Cinco meses más tarde, la mañana del atraco yo sólo podía pensar en una cosa: después de tanto tiempo al fin comenzaría.
—¿Qué haces tomando tan temprano? Me parece que eso no es algo propio.—oigo una voz detrás mío.
Me giro sonriendo y poso el vaso en la mesada.
—Pero sí es el señor Berlín, disculpe mis modales, por favor.—hago una reverencia como pidiendo clemencia.
—Oh, déjalo, ¿quién soy yo para enseñar modales?—toma de mi vaso y toma el último sorbo de mi tequila.
Berlín y yo hemos mantenido una relación de jovialidad. Yo lo respetaba mucho, para mí, el era muy precavido a decir verdad, y tal vez sea eso lo que me llamaba la atención. Al contrario que con el profesor, mi ángel de la guarda, Berlín era un gran amigo.
Levanto ambas cejas fingiendo estar sorprendida.
—Ah, ¿qué no eras de la clase alta?
—Te sorprenderías.—susurra mirándome, mientras yo miro el alba desde la ventana de la cocina.
Suelto un pequeño suspiro.
—Es una lástima, me hubiera gustado tener unas clases con usted, a ver si me enseña a cómo comportarme, ¿no?
—Si me lo hubieras dicho cinco meses antes tal vez lo hubiera pensado un poco.—admite.
—¿Acaso haz perdido los tuyos en ese transcurso?
Me giro esta vez para verlo, estaba mirando por la ventana, pero luego se gira para verme también, bajando un poco la mirada. Yo era un poco más baja, a pesar de ser considerada una mujer bastante alta.

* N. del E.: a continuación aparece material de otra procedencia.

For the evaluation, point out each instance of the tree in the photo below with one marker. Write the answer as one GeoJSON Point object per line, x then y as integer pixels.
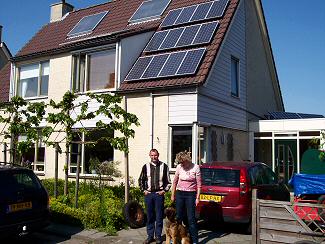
{"type": "Point", "coordinates": [22, 118]}
{"type": "Point", "coordinates": [119, 121]}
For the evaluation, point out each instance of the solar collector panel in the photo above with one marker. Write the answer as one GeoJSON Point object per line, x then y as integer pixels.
{"type": "Point", "coordinates": [171, 17]}
{"type": "Point", "coordinates": [156, 41]}
{"type": "Point", "coordinates": [201, 11]}
{"type": "Point", "coordinates": [155, 66]}
{"type": "Point", "coordinates": [138, 68]}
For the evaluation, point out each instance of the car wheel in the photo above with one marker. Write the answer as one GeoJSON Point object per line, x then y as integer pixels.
{"type": "Point", "coordinates": [305, 242]}
{"type": "Point", "coordinates": [134, 214]}
{"type": "Point", "coordinates": [321, 211]}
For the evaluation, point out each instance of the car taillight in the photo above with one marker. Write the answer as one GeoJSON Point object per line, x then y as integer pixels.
{"type": "Point", "coordinates": [243, 183]}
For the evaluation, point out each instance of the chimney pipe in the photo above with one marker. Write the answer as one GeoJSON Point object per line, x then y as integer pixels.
{"type": "Point", "coordinates": [60, 9]}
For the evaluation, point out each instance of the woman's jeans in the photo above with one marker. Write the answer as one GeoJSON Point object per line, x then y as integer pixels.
{"type": "Point", "coordinates": [185, 206]}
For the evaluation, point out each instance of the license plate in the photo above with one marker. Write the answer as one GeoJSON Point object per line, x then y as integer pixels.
{"type": "Point", "coordinates": [212, 198]}
{"type": "Point", "coordinates": [19, 206]}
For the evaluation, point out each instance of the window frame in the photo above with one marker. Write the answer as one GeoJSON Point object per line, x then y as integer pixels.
{"type": "Point", "coordinates": [77, 83]}
{"type": "Point", "coordinates": [39, 79]}
{"type": "Point", "coordinates": [234, 81]}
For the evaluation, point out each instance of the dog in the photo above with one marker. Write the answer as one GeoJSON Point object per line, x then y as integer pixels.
{"type": "Point", "coordinates": [175, 231]}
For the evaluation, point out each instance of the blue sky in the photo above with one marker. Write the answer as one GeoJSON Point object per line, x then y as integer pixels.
{"type": "Point", "coordinates": [296, 29]}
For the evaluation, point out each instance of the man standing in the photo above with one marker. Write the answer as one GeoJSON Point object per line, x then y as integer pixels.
{"type": "Point", "coordinates": [154, 181]}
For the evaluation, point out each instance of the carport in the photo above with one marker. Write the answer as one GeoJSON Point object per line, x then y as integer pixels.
{"type": "Point", "coordinates": [285, 140]}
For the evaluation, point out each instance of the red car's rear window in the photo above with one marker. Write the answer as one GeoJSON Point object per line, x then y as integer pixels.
{"type": "Point", "coordinates": [220, 177]}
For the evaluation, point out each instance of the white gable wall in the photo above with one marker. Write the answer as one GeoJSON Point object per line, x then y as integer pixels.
{"type": "Point", "coordinates": [215, 104]}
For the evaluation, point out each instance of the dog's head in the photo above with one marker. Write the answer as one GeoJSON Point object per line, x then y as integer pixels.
{"type": "Point", "coordinates": [170, 214]}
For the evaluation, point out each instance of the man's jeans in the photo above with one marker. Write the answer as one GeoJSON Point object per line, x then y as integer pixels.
{"type": "Point", "coordinates": [155, 214]}
{"type": "Point", "coordinates": [185, 206]}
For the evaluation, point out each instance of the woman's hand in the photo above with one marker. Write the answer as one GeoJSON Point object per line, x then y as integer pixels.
{"type": "Point", "coordinates": [197, 201]}
{"type": "Point", "coordinates": [172, 198]}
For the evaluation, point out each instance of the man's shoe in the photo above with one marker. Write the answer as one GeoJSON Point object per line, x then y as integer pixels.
{"type": "Point", "coordinates": [148, 241]}
{"type": "Point", "coordinates": [158, 241]}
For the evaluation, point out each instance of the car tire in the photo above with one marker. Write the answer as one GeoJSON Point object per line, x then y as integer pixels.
{"type": "Point", "coordinates": [134, 214]}
{"type": "Point", "coordinates": [321, 211]}
{"type": "Point", "coordinates": [305, 242]}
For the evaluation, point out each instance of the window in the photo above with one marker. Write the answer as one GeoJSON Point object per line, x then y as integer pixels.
{"type": "Point", "coordinates": [234, 77]}
{"type": "Point", "coordinates": [149, 10]}
{"type": "Point", "coordinates": [94, 71]}
{"type": "Point", "coordinates": [33, 80]}
{"type": "Point", "coordinates": [181, 140]}
{"type": "Point", "coordinates": [35, 156]}
{"type": "Point", "coordinates": [89, 147]}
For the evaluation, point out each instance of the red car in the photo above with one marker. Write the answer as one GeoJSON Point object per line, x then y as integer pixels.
{"type": "Point", "coordinates": [226, 192]}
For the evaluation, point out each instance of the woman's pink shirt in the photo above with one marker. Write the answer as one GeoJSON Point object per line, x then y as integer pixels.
{"type": "Point", "coordinates": [187, 180]}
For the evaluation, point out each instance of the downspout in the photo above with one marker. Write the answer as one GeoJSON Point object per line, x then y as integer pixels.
{"type": "Point", "coordinates": [126, 163]}
{"type": "Point", "coordinates": [152, 111]}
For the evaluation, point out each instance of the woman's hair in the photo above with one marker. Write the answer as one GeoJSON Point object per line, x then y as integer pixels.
{"type": "Point", "coordinates": [183, 156]}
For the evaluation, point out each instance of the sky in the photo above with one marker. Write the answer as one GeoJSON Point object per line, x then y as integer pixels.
{"type": "Point", "coordinates": [296, 29]}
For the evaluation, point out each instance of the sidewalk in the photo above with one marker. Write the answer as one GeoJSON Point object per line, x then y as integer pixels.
{"type": "Point", "coordinates": [137, 236]}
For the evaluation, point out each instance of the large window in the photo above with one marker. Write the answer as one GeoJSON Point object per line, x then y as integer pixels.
{"type": "Point", "coordinates": [33, 80]}
{"type": "Point", "coordinates": [181, 140]}
{"type": "Point", "coordinates": [89, 148]}
{"type": "Point", "coordinates": [234, 77]}
{"type": "Point", "coordinates": [94, 71]}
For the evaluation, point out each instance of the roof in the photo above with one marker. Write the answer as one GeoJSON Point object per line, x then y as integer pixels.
{"type": "Point", "coordinates": [288, 115]}
{"type": "Point", "coordinates": [5, 83]}
{"type": "Point", "coordinates": [114, 26]}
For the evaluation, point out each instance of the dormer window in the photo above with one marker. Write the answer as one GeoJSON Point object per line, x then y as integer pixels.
{"type": "Point", "coordinates": [149, 10]}
{"type": "Point", "coordinates": [87, 24]}
{"type": "Point", "coordinates": [94, 71]}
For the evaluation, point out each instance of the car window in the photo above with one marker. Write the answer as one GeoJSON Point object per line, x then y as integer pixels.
{"type": "Point", "coordinates": [220, 177]}
{"type": "Point", "coordinates": [269, 175]}
{"type": "Point", "coordinates": [26, 180]}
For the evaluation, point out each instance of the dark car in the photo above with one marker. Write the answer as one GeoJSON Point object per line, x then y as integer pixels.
{"type": "Point", "coordinates": [226, 192]}
{"type": "Point", "coordinates": [24, 202]}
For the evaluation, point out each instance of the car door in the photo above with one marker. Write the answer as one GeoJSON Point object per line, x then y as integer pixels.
{"type": "Point", "coordinates": [265, 181]}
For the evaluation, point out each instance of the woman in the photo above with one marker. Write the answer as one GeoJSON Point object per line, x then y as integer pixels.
{"type": "Point", "coordinates": [186, 191]}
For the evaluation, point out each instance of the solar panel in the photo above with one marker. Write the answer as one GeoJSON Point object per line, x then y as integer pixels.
{"type": "Point", "coordinates": [185, 15]}
{"type": "Point", "coordinates": [206, 32]}
{"type": "Point", "coordinates": [87, 24]}
{"type": "Point", "coordinates": [172, 64]}
{"type": "Point", "coordinates": [217, 9]}
{"type": "Point", "coordinates": [156, 41]}
{"type": "Point", "coordinates": [191, 62]}
{"type": "Point", "coordinates": [193, 13]}
{"type": "Point", "coordinates": [171, 38]}
{"type": "Point", "coordinates": [201, 11]}
{"type": "Point", "coordinates": [171, 17]}
{"type": "Point", "coordinates": [165, 65]}
{"type": "Point", "coordinates": [138, 68]}
{"type": "Point", "coordinates": [155, 66]}
{"type": "Point", "coordinates": [188, 36]}
{"type": "Point", "coordinates": [149, 10]}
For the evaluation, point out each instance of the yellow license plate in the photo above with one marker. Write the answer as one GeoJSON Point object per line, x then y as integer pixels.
{"type": "Point", "coordinates": [213, 198]}
{"type": "Point", "coordinates": [19, 206]}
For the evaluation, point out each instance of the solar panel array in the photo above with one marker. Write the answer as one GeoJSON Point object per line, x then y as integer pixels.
{"type": "Point", "coordinates": [199, 12]}
{"type": "Point", "coordinates": [288, 115]}
{"type": "Point", "coordinates": [182, 36]}
{"type": "Point", "coordinates": [167, 64]}
{"type": "Point", "coordinates": [87, 24]}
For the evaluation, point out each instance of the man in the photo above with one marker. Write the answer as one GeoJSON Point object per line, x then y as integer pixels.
{"type": "Point", "coordinates": [154, 181]}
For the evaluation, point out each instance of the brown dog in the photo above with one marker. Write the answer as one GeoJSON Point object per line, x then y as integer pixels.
{"type": "Point", "coordinates": [175, 231]}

—Todos tenemos una parte... atrevida, dentro de nosotros, señorita París.—sonríe levemente.
—Y algunos más al descubierto que otros, ¿a que sí?—mencioné haciéndome referencia.
—Exactamente.
Mientras íbamos en el camión, a punto de empezar esta locura, pensaba en que ya extrañaba hablar de modales y gilipolleces en la mañana antes de un atraco.
—¿Quién coño ha elegido las caretas?—pregunta Denver rompiendo el silencio incómodo.
Ruedo los ojos mientras termino de hacerme la trenza del lado izquierdo. Era complicado, ya que tenía el cabello hasta los hombros. Me lo había cortado esta mañana.
—¿Qué pasa con la careta?—pregunta Moscú sacándose la suya.
—Pues que no da miedo.—responde obvio.
—A mi me parece que sí.—responde al contrario Rio levantando su careta.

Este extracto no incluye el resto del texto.